PEP484 introduced type hinting into Python(There have been more PEPs). mypy (documentation is here) is the most popular type checker that conforms to these PEPs.

Is there an official position from HuggingFace on typing the public API of it’s libraries? I tried looking through Discourse, and Github issues, I couldn’t find any mention of plans for static type checking support.

My impression of the codebase is that, while the “public facing api” is actually completely documented in terms of types(using docstrings), the actual type annotations (whether inline, or in a separate stub-only package are not there.

PS: If this question is better suited for Github issues, let me know.

1 Like

Type annotation is half-there, half-not-there, mainly because the transformers library used to support python 2.7. For instance a new file like pipelines.py has almost everything properly typed-annoted.

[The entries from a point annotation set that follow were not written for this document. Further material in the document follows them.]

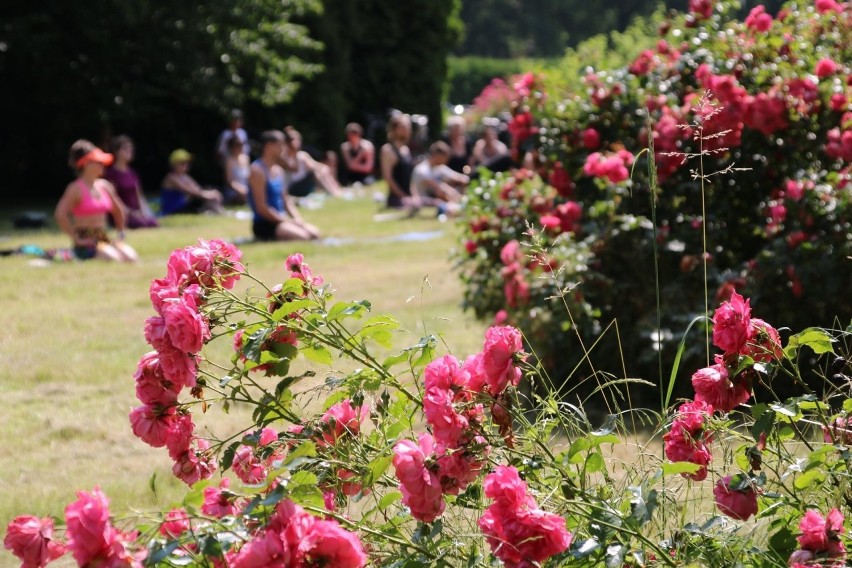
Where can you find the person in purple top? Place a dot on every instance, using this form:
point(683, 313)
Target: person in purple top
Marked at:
point(127, 185)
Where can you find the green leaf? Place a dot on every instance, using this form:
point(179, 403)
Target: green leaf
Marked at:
point(389, 499)
point(376, 469)
point(308, 496)
point(818, 340)
point(344, 310)
point(595, 463)
point(292, 307)
point(317, 353)
point(306, 449)
point(671, 468)
point(809, 478)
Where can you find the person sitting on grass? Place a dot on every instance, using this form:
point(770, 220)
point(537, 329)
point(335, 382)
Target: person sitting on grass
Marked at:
point(433, 179)
point(304, 172)
point(180, 193)
point(83, 208)
point(276, 218)
point(236, 172)
point(359, 156)
point(127, 186)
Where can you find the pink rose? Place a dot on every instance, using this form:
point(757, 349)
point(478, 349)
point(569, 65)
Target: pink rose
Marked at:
point(730, 324)
point(825, 6)
point(591, 139)
point(153, 424)
point(447, 374)
point(326, 543)
point(340, 419)
point(267, 436)
point(549, 222)
point(180, 434)
point(219, 501)
point(160, 290)
point(91, 538)
point(713, 386)
point(175, 523)
point(248, 467)
point(758, 20)
point(447, 424)
point(738, 504)
point(511, 253)
point(156, 334)
point(516, 529)
point(31, 539)
point(194, 464)
point(687, 440)
point(152, 387)
point(187, 328)
point(822, 534)
point(266, 549)
point(502, 345)
point(178, 367)
point(825, 67)
point(504, 485)
point(421, 488)
point(838, 432)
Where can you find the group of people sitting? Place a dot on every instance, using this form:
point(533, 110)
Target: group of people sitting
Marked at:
point(107, 188)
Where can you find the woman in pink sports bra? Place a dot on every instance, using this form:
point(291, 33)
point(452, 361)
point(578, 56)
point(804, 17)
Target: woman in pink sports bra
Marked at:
point(82, 211)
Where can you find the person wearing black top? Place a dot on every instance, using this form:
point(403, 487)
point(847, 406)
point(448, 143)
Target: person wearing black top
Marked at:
point(396, 161)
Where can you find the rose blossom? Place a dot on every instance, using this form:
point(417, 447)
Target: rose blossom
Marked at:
point(266, 549)
point(152, 387)
point(713, 385)
point(502, 345)
point(91, 538)
point(175, 523)
point(516, 529)
point(340, 419)
point(248, 467)
point(219, 501)
point(738, 504)
point(194, 464)
point(821, 534)
point(187, 328)
point(421, 488)
point(687, 439)
point(152, 424)
point(326, 543)
point(31, 539)
point(730, 324)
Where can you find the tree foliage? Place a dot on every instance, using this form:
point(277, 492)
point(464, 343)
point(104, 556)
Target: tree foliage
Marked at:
point(86, 70)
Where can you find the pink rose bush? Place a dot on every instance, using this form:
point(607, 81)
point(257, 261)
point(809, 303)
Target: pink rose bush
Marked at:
point(31, 540)
point(397, 459)
point(739, 107)
point(517, 531)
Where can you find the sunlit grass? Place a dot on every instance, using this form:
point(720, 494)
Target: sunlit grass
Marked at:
point(72, 334)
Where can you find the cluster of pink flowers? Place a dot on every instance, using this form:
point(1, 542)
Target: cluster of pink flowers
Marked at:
point(611, 165)
point(819, 541)
point(688, 439)
point(737, 500)
point(718, 387)
point(296, 538)
point(839, 144)
point(177, 335)
point(518, 532)
point(446, 461)
point(91, 538)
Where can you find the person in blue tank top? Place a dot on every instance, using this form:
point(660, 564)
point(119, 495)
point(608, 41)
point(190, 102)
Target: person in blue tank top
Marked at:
point(275, 215)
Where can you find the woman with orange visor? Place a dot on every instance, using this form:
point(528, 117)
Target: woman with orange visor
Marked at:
point(82, 211)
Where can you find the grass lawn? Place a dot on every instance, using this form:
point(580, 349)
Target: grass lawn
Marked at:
point(72, 335)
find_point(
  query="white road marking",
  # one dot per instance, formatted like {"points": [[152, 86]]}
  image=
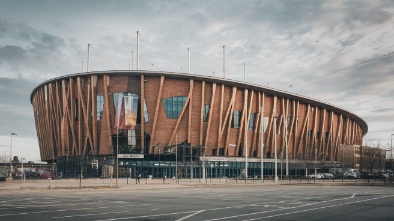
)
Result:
{"points": [[323, 207], [190, 215], [353, 196], [147, 216], [309, 204]]}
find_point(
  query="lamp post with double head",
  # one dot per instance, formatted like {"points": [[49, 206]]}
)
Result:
{"points": [[391, 146], [12, 134]]}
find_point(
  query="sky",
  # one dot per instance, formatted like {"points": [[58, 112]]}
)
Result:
{"points": [[339, 52]]}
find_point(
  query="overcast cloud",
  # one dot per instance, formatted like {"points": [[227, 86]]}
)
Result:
{"points": [[340, 52]]}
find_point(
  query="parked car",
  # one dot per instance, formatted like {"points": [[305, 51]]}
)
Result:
{"points": [[315, 176], [380, 175], [350, 175], [328, 175], [45, 174]]}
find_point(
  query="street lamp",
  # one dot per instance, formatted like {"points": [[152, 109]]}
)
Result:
{"points": [[12, 134], [391, 145], [276, 155]]}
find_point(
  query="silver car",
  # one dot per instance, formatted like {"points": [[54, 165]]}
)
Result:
{"points": [[328, 175]]}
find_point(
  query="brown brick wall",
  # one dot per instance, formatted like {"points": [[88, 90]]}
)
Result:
{"points": [[76, 137]]}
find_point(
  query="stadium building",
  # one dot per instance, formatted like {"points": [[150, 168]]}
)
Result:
{"points": [[157, 123]]}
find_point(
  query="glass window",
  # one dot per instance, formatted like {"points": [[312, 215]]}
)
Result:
{"points": [[309, 133], [252, 120], [206, 112], [128, 110], [235, 122], [100, 106], [265, 123], [76, 109], [174, 106]]}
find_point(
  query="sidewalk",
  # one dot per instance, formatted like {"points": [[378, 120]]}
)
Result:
{"points": [[122, 183], [146, 183]]}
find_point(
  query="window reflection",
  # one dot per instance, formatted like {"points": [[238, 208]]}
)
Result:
{"points": [[174, 106]]}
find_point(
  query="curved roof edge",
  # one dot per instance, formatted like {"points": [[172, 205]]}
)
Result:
{"points": [[303, 99]]}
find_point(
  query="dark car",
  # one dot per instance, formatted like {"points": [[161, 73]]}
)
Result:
{"points": [[380, 175]]}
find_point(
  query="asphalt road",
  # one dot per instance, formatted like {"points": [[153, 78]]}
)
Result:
{"points": [[281, 202]]}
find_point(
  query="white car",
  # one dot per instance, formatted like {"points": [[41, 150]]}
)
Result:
{"points": [[316, 176], [328, 175]]}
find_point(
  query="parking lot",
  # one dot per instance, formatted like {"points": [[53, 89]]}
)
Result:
{"points": [[285, 201]]}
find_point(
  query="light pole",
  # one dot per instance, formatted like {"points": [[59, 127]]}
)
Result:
{"points": [[276, 155], [391, 145], [12, 134]]}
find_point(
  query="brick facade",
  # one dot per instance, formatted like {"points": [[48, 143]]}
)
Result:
{"points": [[65, 116]]}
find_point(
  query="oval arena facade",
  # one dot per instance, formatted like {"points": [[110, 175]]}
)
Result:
{"points": [[152, 118]]}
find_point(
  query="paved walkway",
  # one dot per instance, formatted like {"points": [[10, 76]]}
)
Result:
{"points": [[145, 183]]}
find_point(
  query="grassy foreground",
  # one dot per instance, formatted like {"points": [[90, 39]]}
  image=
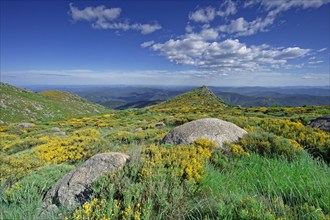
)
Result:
{"points": [[280, 170]]}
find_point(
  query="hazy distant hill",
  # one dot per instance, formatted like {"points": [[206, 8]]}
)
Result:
{"points": [[24, 105], [123, 97], [275, 99]]}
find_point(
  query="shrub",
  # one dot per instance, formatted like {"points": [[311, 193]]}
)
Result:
{"points": [[269, 144]]}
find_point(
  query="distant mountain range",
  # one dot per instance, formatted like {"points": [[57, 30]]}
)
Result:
{"points": [[123, 97]]}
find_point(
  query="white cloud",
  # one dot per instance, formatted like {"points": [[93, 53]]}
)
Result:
{"points": [[284, 5], [202, 50], [315, 62], [207, 14], [241, 27], [203, 15], [98, 14], [322, 49], [147, 44], [101, 17], [227, 8]]}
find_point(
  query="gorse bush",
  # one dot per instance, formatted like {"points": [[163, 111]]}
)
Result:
{"points": [[316, 142], [75, 147], [268, 174]]}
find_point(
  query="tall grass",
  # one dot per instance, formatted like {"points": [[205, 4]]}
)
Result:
{"points": [[24, 199], [259, 188]]}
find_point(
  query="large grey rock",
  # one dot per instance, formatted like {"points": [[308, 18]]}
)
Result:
{"points": [[73, 189], [55, 129], [213, 129], [321, 123]]}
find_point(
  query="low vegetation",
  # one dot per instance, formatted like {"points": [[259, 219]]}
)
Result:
{"points": [[280, 170], [18, 105]]}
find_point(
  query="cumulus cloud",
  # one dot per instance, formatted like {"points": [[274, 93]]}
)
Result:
{"points": [[227, 8], [203, 15], [273, 8], [147, 44], [101, 17], [203, 51], [284, 5], [322, 49], [241, 27]]}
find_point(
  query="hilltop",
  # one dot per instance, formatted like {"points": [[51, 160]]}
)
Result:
{"points": [[19, 105], [268, 174], [199, 99]]}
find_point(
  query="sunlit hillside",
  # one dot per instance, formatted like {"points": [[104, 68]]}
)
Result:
{"points": [[19, 105]]}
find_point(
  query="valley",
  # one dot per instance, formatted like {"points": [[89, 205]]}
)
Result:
{"points": [[269, 173]]}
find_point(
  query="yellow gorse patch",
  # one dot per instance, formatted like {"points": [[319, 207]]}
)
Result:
{"points": [[75, 147], [184, 161]]}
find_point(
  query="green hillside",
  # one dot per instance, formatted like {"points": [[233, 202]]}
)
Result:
{"points": [[280, 170], [19, 105]]}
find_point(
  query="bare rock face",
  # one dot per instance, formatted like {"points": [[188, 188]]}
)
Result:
{"points": [[213, 129], [322, 123], [74, 188]]}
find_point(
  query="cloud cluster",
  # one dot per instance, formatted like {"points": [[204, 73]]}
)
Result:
{"points": [[101, 17], [242, 27], [203, 51], [209, 13]]}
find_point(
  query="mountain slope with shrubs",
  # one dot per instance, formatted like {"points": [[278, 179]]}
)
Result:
{"points": [[23, 105], [279, 170]]}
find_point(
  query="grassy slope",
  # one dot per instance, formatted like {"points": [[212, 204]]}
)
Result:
{"points": [[255, 187], [19, 105]]}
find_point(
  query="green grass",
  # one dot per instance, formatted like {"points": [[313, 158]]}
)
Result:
{"points": [[274, 187], [276, 181], [24, 199], [19, 105]]}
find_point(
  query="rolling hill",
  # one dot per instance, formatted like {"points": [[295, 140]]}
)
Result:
{"points": [[19, 105], [270, 173]]}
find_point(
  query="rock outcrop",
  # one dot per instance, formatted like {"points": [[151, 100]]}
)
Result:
{"points": [[73, 189], [213, 129], [322, 123]]}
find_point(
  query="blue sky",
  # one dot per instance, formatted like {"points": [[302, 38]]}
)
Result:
{"points": [[218, 43]]}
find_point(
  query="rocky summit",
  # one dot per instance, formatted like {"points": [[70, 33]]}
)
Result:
{"points": [[322, 123], [213, 129]]}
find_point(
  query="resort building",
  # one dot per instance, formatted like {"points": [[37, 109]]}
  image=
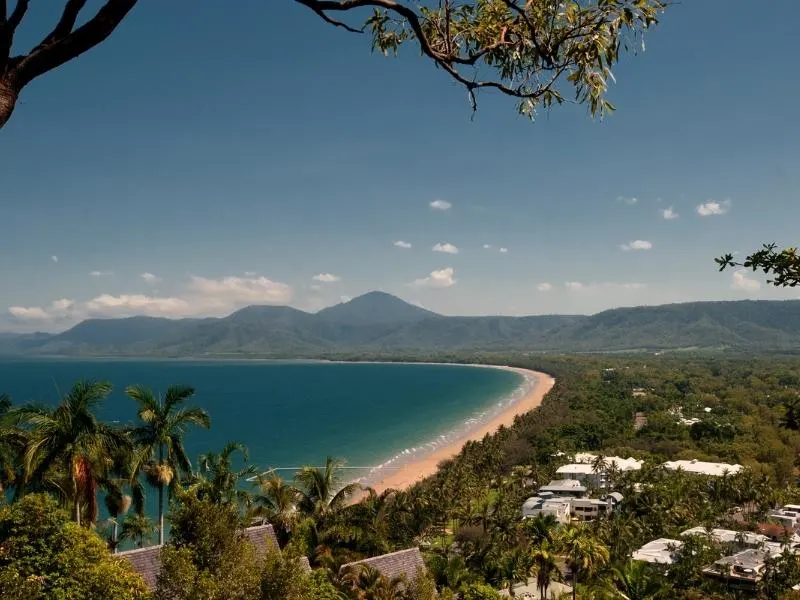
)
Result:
{"points": [[565, 487], [703, 468], [586, 470], [788, 516], [559, 508], [147, 561], [662, 551], [404, 564], [745, 568], [566, 501]]}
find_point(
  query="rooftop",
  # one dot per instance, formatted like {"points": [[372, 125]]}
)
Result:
{"points": [[660, 551], [147, 561], [403, 563], [703, 468]]}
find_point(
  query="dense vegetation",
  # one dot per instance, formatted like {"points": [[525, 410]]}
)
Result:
{"points": [[378, 322], [466, 518]]}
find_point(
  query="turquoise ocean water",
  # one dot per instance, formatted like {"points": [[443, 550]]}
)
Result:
{"points": [[295, 413]]}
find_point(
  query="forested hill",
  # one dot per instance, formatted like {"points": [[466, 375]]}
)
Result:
{"points": [[378, 322]]}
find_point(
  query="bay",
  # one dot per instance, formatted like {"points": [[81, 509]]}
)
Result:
{"points": [[290, 414]]}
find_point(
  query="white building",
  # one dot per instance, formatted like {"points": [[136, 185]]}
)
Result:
{"points": [[586, 470], [703, 468], [560, 508], [662, 551]]}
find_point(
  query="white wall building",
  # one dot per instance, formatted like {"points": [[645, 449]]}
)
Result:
{"points": [[703, 468]]}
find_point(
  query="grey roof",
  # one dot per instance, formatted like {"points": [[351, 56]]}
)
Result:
{"points": [[305, 566], [261, 535], [403, 563], [147, 561]]}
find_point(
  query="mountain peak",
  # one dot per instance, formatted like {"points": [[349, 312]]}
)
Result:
{"points": [[375, 308]]}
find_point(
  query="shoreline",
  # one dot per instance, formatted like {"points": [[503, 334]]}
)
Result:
{"points": [[535, 386]]}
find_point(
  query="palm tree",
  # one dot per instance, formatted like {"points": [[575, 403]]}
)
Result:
{"points": [[362, 582], [159, 439], [137, 528], [636, 581], [582, 551], [320, 490], [546, 567], [276, 501], [70, 445], [12, 445], [117, 504], [218, 481]]}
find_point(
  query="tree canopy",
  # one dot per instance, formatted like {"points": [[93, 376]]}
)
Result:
{"points": [[531, 50]]}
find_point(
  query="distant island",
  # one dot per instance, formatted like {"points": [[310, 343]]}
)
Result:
{"points": [[379, 323]]}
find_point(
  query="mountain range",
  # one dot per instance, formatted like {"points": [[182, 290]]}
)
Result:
{"points": [[380, 323]]}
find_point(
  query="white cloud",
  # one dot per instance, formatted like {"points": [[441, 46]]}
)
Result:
{"points": [[603, 286], [150, 278], [237, 291], [669, 213], [29, 313], [446, 248], [741, 281], [442, 278], [637, 245], [712, 208], [57, 309], [138, 304]]}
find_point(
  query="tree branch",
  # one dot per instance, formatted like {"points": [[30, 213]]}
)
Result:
{"points": [[65, 23], [46, 58], [16, 17]]}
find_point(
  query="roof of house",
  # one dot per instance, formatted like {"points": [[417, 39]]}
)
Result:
{"points": [[147, 561], [623, 464], [703, 468], [403, 563], [660, 551], [728, 536]]}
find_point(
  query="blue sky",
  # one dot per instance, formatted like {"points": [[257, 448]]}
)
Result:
{"points": [[234, 154]]}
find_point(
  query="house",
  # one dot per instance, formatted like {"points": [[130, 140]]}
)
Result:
{"points": [[406, 564], [566, 509], [559, 508], [565, 487], [703, 468], [147, 561], [746, 539], [585, 468], [662, 551], [788, 516], [745, 568]]}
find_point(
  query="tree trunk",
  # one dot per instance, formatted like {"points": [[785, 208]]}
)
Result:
{"points": [[8, 97], [161, 498]]}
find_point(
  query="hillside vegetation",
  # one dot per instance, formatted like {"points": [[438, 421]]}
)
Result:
{"points": [[381, 323]]}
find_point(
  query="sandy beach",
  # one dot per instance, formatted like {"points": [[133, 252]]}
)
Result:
{"points": [[415, 470]]}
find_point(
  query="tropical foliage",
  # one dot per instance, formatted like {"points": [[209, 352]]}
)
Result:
{"points": [[466, 518]]}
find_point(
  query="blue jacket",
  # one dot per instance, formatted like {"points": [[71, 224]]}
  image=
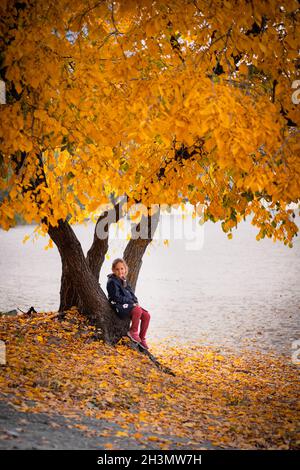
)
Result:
{"points": [[120, 295]]}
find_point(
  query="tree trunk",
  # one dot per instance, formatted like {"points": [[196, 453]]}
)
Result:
{"points": [[93, 301], [95, 257]]}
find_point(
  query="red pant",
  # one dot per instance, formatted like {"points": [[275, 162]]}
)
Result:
{"points": [[138, 314]]}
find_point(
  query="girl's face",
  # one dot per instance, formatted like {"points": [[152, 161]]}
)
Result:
{"points": [[119, 270]]}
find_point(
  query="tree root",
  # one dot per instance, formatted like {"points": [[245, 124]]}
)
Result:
{"points": [[138, 347]]}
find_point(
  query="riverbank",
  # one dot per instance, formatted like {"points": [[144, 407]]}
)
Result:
{"points": [[219, 399]]}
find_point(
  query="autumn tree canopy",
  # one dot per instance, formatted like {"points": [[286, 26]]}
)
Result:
{"points": [[166, 101]]}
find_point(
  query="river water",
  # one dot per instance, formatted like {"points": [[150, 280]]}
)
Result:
{"points": [[237, 293]]}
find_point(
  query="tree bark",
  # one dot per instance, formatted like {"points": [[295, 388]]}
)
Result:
{"points": [[95, 257], [93, 301]]}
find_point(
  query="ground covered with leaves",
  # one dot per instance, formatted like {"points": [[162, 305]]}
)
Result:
{"points": [[243, 400]]}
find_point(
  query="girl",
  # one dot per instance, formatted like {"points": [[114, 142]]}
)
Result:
{"points": [[125, 303]]}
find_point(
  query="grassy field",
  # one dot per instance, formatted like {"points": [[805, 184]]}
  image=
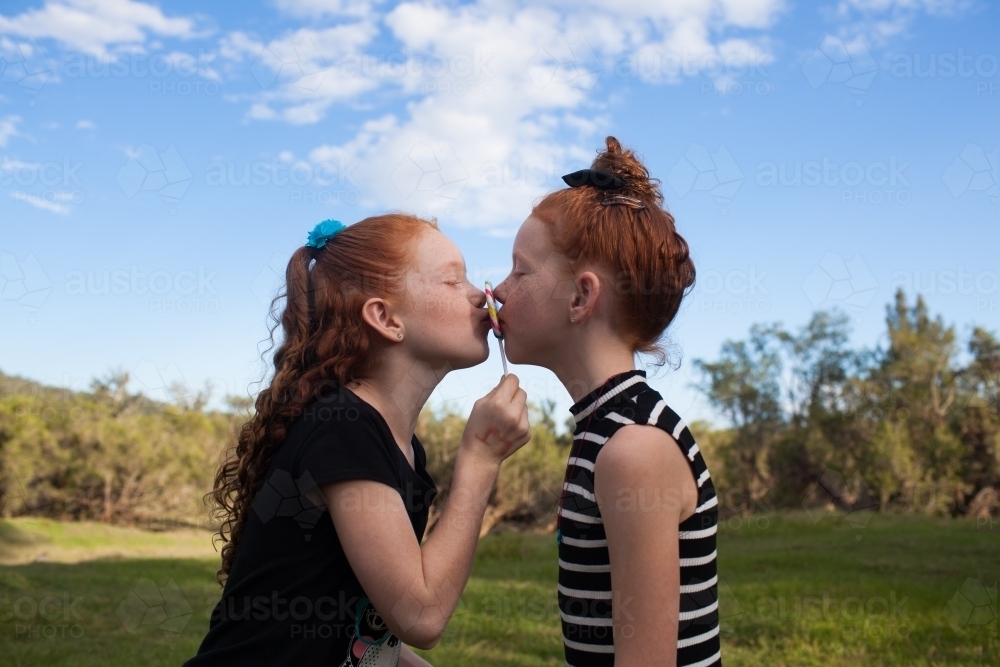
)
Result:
{"points": [[898, 590]]}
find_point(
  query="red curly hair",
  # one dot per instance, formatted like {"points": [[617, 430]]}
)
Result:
{"points": [[650, 261], [325, 343]]}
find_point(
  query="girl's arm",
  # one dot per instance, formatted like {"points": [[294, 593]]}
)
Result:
{"points": [[643, 487], [416, 588], [407, 658]]}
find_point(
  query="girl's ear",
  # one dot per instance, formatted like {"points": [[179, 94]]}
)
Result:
{"points": [[584, 300], [377, 313]]}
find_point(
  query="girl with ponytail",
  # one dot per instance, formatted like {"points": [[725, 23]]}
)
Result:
{"points": [[599, 272], [325, 499]]}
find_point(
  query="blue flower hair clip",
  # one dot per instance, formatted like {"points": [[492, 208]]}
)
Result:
{"points": [[323, 232]]}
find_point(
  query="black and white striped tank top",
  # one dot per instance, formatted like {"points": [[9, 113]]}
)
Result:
{"points": [[585, 599]]}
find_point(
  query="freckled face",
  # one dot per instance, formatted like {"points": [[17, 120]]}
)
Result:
{"points": [[444, 315], [534, 318]]}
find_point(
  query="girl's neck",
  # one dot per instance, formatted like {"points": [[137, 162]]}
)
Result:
{"points": [[588, 366], [398, 389]]}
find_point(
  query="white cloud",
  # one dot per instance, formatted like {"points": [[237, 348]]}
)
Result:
{"points": [[91, 26], [8, 128], [878, 21], [316, 8], [53, 206], [500, 97]]}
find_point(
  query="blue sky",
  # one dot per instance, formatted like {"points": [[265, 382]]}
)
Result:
{"points": [[159, 162]]}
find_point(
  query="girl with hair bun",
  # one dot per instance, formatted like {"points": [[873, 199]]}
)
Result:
{"points": [[599, 273], [325, 498]]}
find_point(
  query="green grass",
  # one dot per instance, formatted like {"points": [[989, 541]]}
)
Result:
{"points": [[793, 592]]}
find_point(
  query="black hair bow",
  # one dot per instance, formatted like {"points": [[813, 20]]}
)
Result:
{"points": [[601, 180]]}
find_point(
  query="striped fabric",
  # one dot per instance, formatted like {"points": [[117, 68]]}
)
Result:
{"points": [[585, 600]]}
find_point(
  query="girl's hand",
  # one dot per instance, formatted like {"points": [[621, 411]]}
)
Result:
{"points": [[498, 425]]}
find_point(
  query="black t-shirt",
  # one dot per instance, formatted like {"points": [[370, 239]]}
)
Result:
{"points": [[292, 597]]}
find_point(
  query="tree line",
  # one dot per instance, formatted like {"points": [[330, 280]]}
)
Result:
{"points": [[912, 424]]}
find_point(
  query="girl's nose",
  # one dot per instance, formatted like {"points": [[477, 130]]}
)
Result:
{"points": [[500, 292]]}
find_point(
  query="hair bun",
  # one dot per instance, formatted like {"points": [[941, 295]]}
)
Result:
{"points": [[624, 164]]}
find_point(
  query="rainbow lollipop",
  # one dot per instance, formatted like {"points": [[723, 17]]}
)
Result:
{"points": [[495, 323]]}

As I work on the documentation, I try to add them where missing but if you want to help with PRs, feel free to do so :wink:

3 Likes

Thanks for the quick reply! That’s very good to know. I was deciding between keeping a separate stub only package or creating a fork and annotating the parts I use inline, and now I know which way to go.

I’ll probably be annotating only the parts that I use, but I’ll make an effort to put make sure everything I do is nice enough for a PR.

3 Likes

An update: Currenlty, I’m annotating the .from_pretrained() methods on AutoTokenizer, AutoModel and AutoConfig.

Using @overload, along with Literal[] in the arguments, allows one to specify whether AutoConfig.from_pretrained(...) is a BertConfig, a T5Config, …etc. However, since there are dozens of pretrained models, all the overloads quickly get in the way of readability.

I think this issue must be addressed in one or more of the following ways.

  1. Separate out annotations to a stub-only package(which IMO is less intrusive, and yet requires same level of maintainance as pyi files in the repo itself).
  2. Just return a PretrainedConfig, and avoid the super-specific overloading.

I don’t think option 2 by itself is enough since, to the best of my knoweldge, it’s impossible to type AutoTokenizer.from_pretrained according to the docstring, without changing the actual signature(or having a “single” overload, which is not allowed, which means we have to create a “dummy” overload whose only use is to fool mypy).

@sgugger , what do you think?

No you can’t be as detailed as the docstring. Just return an “AutoTokenizer”.
In general, I put the more general type hints and use the docstring to clarify if needed.

Sounds good!

Would returning a PreTrainedTokenizer would make more sense than an AutoTokenizer?

It’s probably clearer for the doc.

Hey! I’m just about to make a PR, and I realized now that I might not have understood you completely here. Did you mean “annotate with AutoTokenizer, and let the documentation take care of all the other details”?

Currently, the PR annotates as follows

class AutoTokenizer:
    @classmethod
    def from_pretrained(<the arguments>) -> "PreTrainedTokenizer":
         ...

since all instances returned by the method are indeed instances of subclasses of PreTrainedTokenizer. Let me know if you think AutoTokenizer would be better, and I’ll change my PR.

I have no strong opinion since both are valid. I guess I’d have more thoughts once I see the actual code in the PR.

1 Like

is definitely more correct than AutoTokenizer which is not a class but just a factory (no object is ever an instance of AutoTokenizer)

1 Like